Created attachment 6482 [details] include pdf,error.jpg,ok.jpg Please test the lenin.01.pdf. I open it with the newest mupdf,can not display. you can see the effect on the attachment pictures. I think the reason is the document did not include font.
The PDF file specifies that the font should use the WinAnsiEncoding. Not much we can do if the file lies to us about which encoding it uses. You should report a bug against the PDF creation software: /Producer (S22PDF V1.0 \271\371\301\246\(C\) pdf@home.icm.ac.cn) None of the PDF software I tested with (Apple Preview, Poppler, GS) draws this file with chinese characters.

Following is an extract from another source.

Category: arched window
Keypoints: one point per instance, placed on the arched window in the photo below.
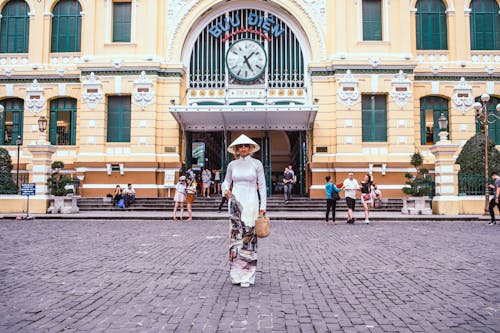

Hi,I make a patch to view the buggy pdf.(Reference from http://code.google.com/p/sumatrapdf/issues/detail?id=844) --- c:/pdf_fontfile.c 星期三 七月 14 19:02:22 2010 +++ d:/MyProgram/MuPdf/mupdf/pdf_fontfile.c 星期二 七月 20 17:35:17 2010 @@ -216,6 +216,9 @@ fz_warn("unknown cid collection: %s", collection); } + if (strlen(fontname) == 0) + return loadsystemcidfont(fontdesc, GB, MINCHO); + if (isscript) name = "Chancery"; --- c:/pdf_font.c 星期三 七月 14 19:02:22 2010 +++ d:/MyProgram/MuPdf/mupdf/pdf_font.c 星期二 七月 20 17:29:56 2010 @@ -456,6 +456,12 @@ } } + error = pdf_loadsystemcmap(&fontdesc->encoding, "GBK-EUC-H"); + error |= pdf_loadsystemcmap(&fontdesc->tounicode, "Adobe-GB1-UCS2"); + error |= pdf_loadsystemcmap(&fontdesc->tottfcmap, "Adobe-GB1-UCS2"); + if (!error) + goto skipencoding; + /* try to reverse the glyph names from the builtin encoding */ for (i = 0; i < 256; i++) { @@ -483,7 +489,7 @@ error = pdf_loadtounicode(fontdesc, xref, estrings, nil, fz_dictgets(dict, "ToUnicode")); if (error) goto cleanup; - +skipencoding: /* * Widths */
That is a one-off hack for one buggy file which no other PDF viewer can view properly. Not even Adobe Reader 9. I'm sorry, but the answer is still no.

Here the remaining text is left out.